Suriye’nin etnik yapısı, onu bölünme tehlikesiyle baş başa bırakıyor. Bu parçalanma, sahil boyunca bir Şii devleti, Halep bölgesinde bir Sünni devleti, Şam bölgesinde bir diğeri ve kendi devletini -belki de bizim Golan üzerinde- mutlaka Huran ve Ürdün’ün kuzeyini kapsayacak şekilde oluşturmayı isteyebilecek bir Dürzi kimliğinin gerçekleştirilmesiyle sonuçlanacaktır. Böyle bir devlet uzun vadede bölge için barışın ve güvenliğin bir garantisi olacaktır. Bu da bizim rahatça erişebileceğimiz bir hedeftir.                                 

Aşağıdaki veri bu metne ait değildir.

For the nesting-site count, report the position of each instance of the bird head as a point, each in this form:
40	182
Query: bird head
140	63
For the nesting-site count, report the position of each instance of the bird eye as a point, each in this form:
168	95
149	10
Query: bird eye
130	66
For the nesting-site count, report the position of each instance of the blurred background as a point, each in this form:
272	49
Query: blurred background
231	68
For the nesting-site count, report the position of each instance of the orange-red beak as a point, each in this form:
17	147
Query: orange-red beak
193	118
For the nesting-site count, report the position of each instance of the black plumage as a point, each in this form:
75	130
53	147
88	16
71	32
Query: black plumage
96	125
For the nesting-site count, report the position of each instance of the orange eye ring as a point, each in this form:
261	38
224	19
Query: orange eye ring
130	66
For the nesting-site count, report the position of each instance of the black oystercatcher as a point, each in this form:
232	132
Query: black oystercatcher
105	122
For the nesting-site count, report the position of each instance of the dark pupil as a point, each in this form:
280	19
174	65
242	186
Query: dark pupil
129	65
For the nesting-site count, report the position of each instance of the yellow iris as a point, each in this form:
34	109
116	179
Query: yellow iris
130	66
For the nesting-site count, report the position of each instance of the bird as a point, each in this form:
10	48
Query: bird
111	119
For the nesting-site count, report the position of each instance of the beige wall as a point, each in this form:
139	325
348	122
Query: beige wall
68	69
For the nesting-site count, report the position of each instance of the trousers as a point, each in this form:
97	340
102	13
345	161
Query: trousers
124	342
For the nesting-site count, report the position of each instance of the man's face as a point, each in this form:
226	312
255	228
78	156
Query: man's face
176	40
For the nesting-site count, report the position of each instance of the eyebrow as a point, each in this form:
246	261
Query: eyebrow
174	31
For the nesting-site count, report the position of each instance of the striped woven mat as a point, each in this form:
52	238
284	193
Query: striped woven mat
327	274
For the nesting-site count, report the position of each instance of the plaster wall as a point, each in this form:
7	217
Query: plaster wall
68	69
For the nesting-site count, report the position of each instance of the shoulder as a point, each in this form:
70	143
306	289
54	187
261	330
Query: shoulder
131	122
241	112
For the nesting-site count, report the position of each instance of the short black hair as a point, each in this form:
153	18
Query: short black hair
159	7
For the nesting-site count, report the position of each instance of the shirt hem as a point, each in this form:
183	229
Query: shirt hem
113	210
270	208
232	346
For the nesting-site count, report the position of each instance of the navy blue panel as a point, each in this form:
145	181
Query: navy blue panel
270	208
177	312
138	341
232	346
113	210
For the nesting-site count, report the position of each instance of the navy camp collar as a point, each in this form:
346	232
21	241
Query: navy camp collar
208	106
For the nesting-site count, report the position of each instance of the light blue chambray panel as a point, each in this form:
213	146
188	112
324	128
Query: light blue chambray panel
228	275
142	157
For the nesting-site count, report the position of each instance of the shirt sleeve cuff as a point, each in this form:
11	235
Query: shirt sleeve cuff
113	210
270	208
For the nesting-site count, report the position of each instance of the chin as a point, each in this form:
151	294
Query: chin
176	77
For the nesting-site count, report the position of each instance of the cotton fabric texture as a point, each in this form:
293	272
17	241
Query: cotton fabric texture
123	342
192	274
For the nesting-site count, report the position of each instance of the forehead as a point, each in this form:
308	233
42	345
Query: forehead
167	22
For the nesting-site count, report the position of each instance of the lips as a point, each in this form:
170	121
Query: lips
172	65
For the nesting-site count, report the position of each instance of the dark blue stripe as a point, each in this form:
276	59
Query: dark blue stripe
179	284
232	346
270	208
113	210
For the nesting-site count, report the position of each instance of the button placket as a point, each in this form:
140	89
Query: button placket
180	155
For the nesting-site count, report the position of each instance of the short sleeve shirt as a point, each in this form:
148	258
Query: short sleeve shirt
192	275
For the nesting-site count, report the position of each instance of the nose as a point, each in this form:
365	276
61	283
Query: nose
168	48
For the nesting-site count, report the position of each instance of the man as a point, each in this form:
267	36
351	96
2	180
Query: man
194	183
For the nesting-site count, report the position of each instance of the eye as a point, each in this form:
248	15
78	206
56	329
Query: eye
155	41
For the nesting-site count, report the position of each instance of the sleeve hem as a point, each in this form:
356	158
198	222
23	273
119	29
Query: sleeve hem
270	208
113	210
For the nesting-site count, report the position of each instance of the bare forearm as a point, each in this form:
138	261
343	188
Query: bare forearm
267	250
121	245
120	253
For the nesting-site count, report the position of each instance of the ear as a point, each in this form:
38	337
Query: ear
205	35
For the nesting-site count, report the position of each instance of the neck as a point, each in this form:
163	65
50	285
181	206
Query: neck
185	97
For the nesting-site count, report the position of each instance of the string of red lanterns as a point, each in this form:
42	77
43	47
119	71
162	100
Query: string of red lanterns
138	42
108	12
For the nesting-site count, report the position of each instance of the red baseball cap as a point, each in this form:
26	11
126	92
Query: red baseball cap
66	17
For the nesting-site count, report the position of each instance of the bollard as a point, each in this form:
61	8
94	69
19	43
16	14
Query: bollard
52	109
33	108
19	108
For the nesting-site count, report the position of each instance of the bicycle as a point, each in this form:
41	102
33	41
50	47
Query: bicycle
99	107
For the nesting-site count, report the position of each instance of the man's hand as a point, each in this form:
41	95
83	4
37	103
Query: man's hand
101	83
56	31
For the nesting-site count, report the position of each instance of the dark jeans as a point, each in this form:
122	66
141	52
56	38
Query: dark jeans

Petrolce zengin ve iç mücadelelerin pençesindeki Irak, İsrail’in nişan çizgisindedir. Onun dağılması bizim için Suriye’nin dağılmasından daha önemlidir, zira o yakın vadede İsrail için en ciddi tehlikeyi temsil etmektedir. Bir Suriye-Irak savaşı, bize karşı geniş çaplı bir çatışmaya girişemeyecek şekilde, içerden çöküşünü kolaylaştıracaktır. Araplar arası her çeşit çatışma bizim için faydalı olacak ve bu parçalanmanın saatini hızlandıracaktır…

Bütün Arap Yarımadası, içerden gelen baskılar sonucunda, aynı türden bir dağılmaya mahkumdur. Özellikle Suudi Arabistan bu durumdadır, çünkü iç çatışmaların vahimleşmesi ve rejimin düşüşü güncel siyasi yapıların mantığı gereğidir. 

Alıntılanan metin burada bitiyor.